Since that code snippet is executed for every print job, every user either sees a properly random random seed or the fixed random seed. However, after the code finishes, the random seed lives on in the Mongrel process. This was the ultimate cause of my bug.

Imagine a sequence of events like so:

1) Trial user Bob prints out a single bingo card, which sets the random seed to the deterministic value and uses 25 calls to rand.

2) Jane comes to the site for the first time and has a random number assigned to her. It is guaranteed to be the 26th element (call it R26) in the sequence from a fresh call from the deterministic random seed.

3) Bob prints out another bingo card, which sets the random seed to the deterministic value and uses 25 calls to rand.

4) Frederick comes to the site for the first time and has a random number assigned to her. It is guaranteed to be the 26th element (call it R26) in the sequence from a fresh call from the deterministic random seed.

Thus, Jane and Frederick end up getting the same “random” ID assigned to them.
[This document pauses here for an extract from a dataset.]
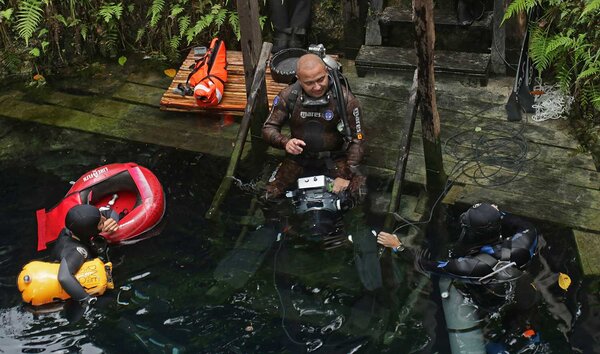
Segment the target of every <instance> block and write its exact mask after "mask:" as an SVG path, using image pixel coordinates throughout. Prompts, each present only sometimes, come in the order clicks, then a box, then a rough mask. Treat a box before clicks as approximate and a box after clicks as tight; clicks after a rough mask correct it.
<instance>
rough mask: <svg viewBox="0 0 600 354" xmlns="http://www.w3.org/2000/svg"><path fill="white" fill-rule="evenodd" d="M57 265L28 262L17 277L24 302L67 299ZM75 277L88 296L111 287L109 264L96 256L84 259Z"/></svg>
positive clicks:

Thus, when I report that both Jane and Frederick signed up for the free trial, Mixpanel decides “Patrick’s conversion code is reporting the same event twice, OK, no biggie: I’m going to discard that second funnel event.”
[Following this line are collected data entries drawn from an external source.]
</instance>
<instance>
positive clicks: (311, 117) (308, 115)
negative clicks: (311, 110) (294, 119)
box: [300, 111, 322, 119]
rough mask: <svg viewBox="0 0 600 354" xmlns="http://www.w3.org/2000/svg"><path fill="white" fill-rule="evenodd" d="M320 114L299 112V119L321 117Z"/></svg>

In addition, since both Jane and Frederick shared the same ID for their A/Bingo identity, both of them would always see the same A/B test alternatives. That wouldn’t be too bad, except they also were counted as the same person for conversion purposes, so if Jane converted Frederick’s conversion wouldn’t be counted.

In actual practice, many users still end up getting random IDs, since any particular Mongrel’s random seed got unborked when a paying user printed out a bingo card… at least until the next trial user printed out a bingo card on that Mongrel. (Random seeds are maintained at the process level in Ruby, and each Mongrel is a separate process.)

Anyhow, long story short:

1) No users except me were adversely affected by this bug — it only affected analytics and A/B test results.

2) Other folks using my public Mixpanel APIs and A/Bingo A/B testing code were unaffected — it was only the interaction of this code with the srand(12345678) code that caused the issue.

3) Two months of my analytics and A/B test data is corrupted.

I’m not sure it matters to the bottom line of the A/B test results, which are shockingly robust against programming errors like this: as long as the source of error doesn’t correlate with your A/B choices, the errors will be evenly distributed across both alternatives, so it just washes out. For example, it is likely upwards of 60% of data for the A/B tests was thrown out as “duplicate” erroneously, but since the “duplicates” were evenly distributed across A and B this borks the measured totals and percentages but not the measured significances. That’s some comfort to me, cold as it is.

The moral of the story: don’t use srand(constant) anywhere in your production code, even if it is the easiest way to get what you want, because sooner or later you will use rand() in some unrelated code called by the same process and now you have extraordinarily subtle bugs caused by reuse of random numbers. If you absolutely must use srand(constant), call srand() on a per-request basis to clear out anything which may be lurking around from previous requests. (For example, in a application-wide before filter.)